El anciano manco, ataviado con una túnica verde tormenta, levantó bruscamente la cabeza, con las venas de los ojos resplandeciendo en escarlata.
—¿Qué nos trae por aquí? Joven, ¿es usted realmente ignorante o está fingiendo? —reprendió.
—¡Elio Frostgate, cuida tus palabras! —intervino Vilo, y la reprimenda rompió el silencio como la cuerda de un arco.
Se giró hacia Jaime y su voz se suavizó.
—Parece que has estado inmerso en tu cultivo, ajeno al caos que nos rodea. Seré directo.
Tomó una respiración profunda que le agitó el pecho antes de hablar, cada palabra sonando a toque de difuntos:
—El Nivel Doce está sumido en una calamidad. Hace tres meses, el Salón del Camino Malévolo irrumpió con todas sus fuerzas. Bajo el mando de Molco, desató una pesadilla: una abominación llamada la Marioneta Devoradora de Almas. Su poder es comparable al de un Nivel Uno del Reino de los Inmortales Superiores, y es inmune al dolor y a la muerte. Al frente de treinta mil Cazadores de Almas, partieron de la región oriental del Nivel Doce y comenzaron una cacería que arrasaría con todo el reino.
Jaime frunció el ceño.
—¿Una caza? —repitió, con esa única palabra pesada como un yunque.

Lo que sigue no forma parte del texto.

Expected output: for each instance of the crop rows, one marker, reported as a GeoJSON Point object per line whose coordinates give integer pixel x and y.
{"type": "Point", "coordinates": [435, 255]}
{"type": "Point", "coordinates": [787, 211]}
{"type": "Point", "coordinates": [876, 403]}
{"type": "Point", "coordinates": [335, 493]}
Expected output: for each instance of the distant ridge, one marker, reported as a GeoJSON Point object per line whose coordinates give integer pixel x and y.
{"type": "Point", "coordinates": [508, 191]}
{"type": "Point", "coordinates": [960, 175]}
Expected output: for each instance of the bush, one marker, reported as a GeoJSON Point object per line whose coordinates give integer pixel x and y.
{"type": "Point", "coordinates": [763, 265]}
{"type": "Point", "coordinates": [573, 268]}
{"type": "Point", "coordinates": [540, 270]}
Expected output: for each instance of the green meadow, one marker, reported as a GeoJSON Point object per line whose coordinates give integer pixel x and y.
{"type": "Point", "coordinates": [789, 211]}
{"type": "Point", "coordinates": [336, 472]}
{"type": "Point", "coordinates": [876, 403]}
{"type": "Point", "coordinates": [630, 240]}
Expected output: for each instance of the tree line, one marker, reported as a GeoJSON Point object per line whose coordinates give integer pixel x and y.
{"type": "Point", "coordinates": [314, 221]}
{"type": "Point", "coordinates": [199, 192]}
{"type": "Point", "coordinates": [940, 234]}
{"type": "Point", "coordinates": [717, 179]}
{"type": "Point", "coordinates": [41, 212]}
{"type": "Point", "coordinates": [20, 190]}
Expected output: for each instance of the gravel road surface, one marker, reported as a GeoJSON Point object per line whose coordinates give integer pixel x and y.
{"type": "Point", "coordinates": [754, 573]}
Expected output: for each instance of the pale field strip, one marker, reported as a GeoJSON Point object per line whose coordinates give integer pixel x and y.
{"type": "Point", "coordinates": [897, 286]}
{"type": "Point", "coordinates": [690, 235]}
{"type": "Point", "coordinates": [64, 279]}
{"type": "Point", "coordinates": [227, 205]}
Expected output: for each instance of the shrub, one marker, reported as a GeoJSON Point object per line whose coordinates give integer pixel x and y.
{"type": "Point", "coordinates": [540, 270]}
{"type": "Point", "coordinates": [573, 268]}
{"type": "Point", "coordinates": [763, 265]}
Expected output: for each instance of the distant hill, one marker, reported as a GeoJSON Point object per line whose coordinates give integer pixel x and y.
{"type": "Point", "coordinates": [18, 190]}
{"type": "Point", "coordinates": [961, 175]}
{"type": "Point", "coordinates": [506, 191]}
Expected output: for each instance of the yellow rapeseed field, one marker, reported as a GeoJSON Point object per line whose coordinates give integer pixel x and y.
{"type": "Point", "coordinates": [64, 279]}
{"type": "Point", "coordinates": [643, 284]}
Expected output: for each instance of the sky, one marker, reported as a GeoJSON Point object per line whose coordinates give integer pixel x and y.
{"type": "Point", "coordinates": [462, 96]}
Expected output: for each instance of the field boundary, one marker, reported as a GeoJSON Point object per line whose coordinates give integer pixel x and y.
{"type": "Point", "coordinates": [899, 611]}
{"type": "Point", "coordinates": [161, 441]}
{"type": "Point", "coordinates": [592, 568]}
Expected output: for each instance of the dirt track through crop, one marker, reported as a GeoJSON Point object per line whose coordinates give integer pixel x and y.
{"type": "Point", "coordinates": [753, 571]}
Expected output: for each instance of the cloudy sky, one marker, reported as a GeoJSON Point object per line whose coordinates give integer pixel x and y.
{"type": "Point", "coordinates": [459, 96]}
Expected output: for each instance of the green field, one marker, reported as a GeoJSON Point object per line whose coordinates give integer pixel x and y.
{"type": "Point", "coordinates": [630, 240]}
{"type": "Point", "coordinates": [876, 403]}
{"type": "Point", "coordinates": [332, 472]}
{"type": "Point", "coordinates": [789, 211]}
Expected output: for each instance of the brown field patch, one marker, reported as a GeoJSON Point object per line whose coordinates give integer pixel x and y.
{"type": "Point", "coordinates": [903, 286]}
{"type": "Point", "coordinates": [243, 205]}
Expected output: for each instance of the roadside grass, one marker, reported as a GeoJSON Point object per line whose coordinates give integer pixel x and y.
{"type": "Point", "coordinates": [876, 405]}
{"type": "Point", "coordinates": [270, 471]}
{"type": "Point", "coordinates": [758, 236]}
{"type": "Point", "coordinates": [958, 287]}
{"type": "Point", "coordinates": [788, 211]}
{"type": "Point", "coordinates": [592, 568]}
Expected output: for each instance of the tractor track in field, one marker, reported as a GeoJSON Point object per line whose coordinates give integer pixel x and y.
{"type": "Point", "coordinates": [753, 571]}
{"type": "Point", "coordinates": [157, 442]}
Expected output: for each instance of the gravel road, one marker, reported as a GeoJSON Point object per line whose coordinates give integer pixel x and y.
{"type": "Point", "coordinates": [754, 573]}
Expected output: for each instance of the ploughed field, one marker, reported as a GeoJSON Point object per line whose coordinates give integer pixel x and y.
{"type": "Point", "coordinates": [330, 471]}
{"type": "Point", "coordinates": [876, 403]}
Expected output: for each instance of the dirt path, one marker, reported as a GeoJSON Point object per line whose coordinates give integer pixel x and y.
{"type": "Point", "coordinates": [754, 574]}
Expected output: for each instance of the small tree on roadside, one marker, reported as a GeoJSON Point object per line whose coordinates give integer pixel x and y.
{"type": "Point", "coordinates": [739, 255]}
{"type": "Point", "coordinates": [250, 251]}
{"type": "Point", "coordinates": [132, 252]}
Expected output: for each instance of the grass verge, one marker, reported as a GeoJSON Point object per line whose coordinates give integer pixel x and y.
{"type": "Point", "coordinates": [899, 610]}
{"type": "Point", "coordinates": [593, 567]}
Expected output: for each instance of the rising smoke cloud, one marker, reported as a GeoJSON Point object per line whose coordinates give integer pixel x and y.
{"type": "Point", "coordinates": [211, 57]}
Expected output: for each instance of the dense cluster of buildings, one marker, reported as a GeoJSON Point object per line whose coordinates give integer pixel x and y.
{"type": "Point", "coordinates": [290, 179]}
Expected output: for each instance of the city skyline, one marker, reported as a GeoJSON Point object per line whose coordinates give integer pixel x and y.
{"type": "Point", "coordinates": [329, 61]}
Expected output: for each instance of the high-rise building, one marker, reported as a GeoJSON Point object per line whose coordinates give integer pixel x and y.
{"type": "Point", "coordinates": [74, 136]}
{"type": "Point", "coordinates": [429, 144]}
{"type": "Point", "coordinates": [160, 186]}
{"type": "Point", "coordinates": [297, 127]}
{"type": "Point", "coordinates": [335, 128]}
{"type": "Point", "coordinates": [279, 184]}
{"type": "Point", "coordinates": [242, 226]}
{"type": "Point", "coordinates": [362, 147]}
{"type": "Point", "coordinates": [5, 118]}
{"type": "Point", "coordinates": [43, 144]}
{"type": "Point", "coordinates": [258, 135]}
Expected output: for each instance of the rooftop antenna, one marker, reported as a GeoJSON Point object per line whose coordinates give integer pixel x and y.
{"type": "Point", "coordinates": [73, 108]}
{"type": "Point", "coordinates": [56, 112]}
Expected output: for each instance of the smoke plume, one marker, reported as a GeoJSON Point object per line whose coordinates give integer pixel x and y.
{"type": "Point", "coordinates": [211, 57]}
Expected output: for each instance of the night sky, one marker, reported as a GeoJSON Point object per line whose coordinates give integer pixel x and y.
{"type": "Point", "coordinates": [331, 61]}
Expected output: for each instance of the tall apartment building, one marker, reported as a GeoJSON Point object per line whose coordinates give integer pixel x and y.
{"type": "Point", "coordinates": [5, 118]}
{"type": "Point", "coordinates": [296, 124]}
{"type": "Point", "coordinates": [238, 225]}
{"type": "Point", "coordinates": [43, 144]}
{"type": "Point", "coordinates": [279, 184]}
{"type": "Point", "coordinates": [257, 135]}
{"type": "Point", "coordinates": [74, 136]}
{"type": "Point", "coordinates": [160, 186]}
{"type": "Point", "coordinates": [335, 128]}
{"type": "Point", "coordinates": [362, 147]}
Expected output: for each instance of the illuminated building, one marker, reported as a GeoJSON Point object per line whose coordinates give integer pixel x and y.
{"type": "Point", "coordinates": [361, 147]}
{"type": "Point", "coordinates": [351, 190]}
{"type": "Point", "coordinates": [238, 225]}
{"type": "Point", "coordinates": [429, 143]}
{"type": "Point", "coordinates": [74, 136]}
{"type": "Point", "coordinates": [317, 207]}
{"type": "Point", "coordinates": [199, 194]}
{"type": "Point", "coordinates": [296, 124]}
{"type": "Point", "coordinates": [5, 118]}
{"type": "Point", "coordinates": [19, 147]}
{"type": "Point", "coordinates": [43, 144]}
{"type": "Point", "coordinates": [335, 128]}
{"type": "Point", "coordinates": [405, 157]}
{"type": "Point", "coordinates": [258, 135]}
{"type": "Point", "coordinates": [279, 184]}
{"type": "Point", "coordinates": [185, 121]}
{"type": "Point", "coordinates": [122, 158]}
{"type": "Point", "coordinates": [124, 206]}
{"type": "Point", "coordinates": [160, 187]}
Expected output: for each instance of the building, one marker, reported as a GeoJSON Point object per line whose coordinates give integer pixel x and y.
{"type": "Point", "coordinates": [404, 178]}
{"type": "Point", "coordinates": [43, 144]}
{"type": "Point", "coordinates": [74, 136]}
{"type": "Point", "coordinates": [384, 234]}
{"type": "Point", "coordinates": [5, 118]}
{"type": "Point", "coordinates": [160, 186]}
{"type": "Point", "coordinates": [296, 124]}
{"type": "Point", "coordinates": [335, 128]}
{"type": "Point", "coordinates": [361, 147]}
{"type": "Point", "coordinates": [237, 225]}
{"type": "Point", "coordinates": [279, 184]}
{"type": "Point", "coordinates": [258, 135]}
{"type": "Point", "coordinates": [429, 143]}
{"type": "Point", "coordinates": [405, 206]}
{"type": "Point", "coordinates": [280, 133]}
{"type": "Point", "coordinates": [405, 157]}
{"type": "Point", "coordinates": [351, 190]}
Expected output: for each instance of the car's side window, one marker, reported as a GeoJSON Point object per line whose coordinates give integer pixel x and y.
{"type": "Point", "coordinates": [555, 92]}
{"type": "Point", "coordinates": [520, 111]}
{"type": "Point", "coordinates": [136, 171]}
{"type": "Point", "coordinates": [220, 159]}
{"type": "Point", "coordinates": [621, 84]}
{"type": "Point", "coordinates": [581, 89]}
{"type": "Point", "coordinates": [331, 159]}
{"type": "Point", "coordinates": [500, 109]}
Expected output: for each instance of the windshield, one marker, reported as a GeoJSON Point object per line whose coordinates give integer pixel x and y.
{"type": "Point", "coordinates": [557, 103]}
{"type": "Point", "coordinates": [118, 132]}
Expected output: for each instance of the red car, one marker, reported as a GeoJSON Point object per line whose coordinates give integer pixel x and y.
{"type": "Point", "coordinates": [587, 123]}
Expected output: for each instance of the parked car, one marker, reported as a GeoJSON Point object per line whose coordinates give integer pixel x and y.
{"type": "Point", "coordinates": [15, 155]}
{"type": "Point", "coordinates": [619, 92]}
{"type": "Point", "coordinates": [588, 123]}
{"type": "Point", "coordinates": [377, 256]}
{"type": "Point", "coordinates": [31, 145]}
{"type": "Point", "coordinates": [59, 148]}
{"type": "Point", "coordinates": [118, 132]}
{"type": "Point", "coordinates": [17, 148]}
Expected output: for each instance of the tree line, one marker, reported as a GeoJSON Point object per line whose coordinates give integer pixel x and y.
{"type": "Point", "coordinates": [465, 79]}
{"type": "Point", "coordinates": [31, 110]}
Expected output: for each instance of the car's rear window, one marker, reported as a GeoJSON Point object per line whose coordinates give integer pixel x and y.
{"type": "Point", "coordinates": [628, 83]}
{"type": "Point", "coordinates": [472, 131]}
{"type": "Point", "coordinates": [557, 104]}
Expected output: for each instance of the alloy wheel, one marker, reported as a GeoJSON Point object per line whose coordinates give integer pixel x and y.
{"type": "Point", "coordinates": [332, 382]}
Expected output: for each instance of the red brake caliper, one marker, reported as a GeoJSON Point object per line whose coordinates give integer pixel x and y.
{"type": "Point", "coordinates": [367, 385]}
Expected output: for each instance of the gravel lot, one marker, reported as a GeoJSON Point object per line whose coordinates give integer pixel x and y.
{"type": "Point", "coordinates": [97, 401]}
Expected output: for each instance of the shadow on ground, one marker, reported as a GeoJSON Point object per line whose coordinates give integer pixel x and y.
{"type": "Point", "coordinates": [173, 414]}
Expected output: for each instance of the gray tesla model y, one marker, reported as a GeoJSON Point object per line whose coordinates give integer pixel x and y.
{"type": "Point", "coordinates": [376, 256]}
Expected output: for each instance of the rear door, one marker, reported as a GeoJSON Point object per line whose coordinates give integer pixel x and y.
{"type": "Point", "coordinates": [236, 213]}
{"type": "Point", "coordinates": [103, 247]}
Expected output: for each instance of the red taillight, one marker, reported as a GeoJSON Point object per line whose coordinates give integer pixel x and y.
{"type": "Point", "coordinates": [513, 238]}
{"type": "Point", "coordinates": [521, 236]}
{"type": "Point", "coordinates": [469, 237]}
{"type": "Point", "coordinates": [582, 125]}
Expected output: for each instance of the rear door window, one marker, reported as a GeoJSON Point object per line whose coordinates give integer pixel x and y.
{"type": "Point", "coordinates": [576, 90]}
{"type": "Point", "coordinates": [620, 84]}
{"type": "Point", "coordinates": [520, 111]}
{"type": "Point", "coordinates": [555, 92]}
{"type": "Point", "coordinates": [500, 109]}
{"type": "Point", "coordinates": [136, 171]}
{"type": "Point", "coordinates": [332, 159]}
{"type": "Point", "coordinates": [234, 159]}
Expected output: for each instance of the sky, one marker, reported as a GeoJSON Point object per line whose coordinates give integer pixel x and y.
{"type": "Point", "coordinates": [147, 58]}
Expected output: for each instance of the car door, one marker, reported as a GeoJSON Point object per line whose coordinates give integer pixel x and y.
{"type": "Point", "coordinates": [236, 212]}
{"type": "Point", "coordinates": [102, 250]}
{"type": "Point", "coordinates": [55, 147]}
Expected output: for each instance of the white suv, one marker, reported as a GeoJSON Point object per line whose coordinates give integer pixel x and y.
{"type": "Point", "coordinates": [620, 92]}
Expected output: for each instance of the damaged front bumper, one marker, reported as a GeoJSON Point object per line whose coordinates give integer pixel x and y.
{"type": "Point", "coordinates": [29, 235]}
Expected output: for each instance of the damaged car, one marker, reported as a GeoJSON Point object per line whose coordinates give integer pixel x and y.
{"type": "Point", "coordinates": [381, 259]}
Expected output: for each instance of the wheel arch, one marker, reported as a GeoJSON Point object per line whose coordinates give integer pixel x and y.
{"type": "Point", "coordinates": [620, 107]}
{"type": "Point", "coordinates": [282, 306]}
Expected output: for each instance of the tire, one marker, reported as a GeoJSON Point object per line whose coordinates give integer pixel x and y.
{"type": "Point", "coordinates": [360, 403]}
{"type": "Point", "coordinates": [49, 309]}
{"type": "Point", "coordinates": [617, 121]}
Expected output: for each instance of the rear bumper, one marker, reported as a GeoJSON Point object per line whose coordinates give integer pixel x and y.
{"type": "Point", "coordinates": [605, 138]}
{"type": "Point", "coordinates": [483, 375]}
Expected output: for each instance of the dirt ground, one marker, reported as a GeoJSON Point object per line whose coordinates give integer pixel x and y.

—Para cazar a los vivos y extraer sus almas divinas —respondió Vilo, con palabras que sabían a hierro oxidado—. Cualquier cultivador por encima del Nivel Ocho del Reino Inmortal Celestial es una presa. En solo tres meses, las Tres Grandes Sectas Celestiales del este han desaparecido. Arrodillarse o resistirse, daba igual: cada alma fue arrancada, cada cadáver martilleado hasta convertirlo en marionetas para los cazadores. Elio huyó del Valle de la Tormenta Helada; dos de sus tres ancianos murieron, mientras que el resto se dispersó como el viento. Lina De Harpa es del Pabellón de la Canción Celestial. Su maestro destrozó su arma celestial primordial para proteger a sus discípulos, pereciendo junto a tres Cazadores de Almas. Esos tres hombres con armadura son los élites que quedan de la Secta de la Guardia de la Montaña. Cuando su puerta de la montaña fue derribada, su secta protegió a trescientos niños y se abrió paso luchando. Ahora, solo quedan ellos tres.
La sala de audiencias estaba sumida en un silencio denso y sofocante.
Solo se oían los sollozos ahogados de algunos jóvenes supervivientes y el suave goteo de la sangre de Lina contra el mármol, perturbando la quietud.
Una pesadez oprimía el pecho de Jaime, y cada latido resonaba como una piedra cayendo en un pozo.
De repente, resurgió en su mente el recuerdo de lo que el Devorador de Almas había dicho en el Abismo Cthónico:
—Cuando alcance el nivel doce y recupere mi fuerza…
En aquel entonces, el escalofrío que recorrió la espalda de Jaime le había parecido irracional. Ahora parecía una profecía cumplida.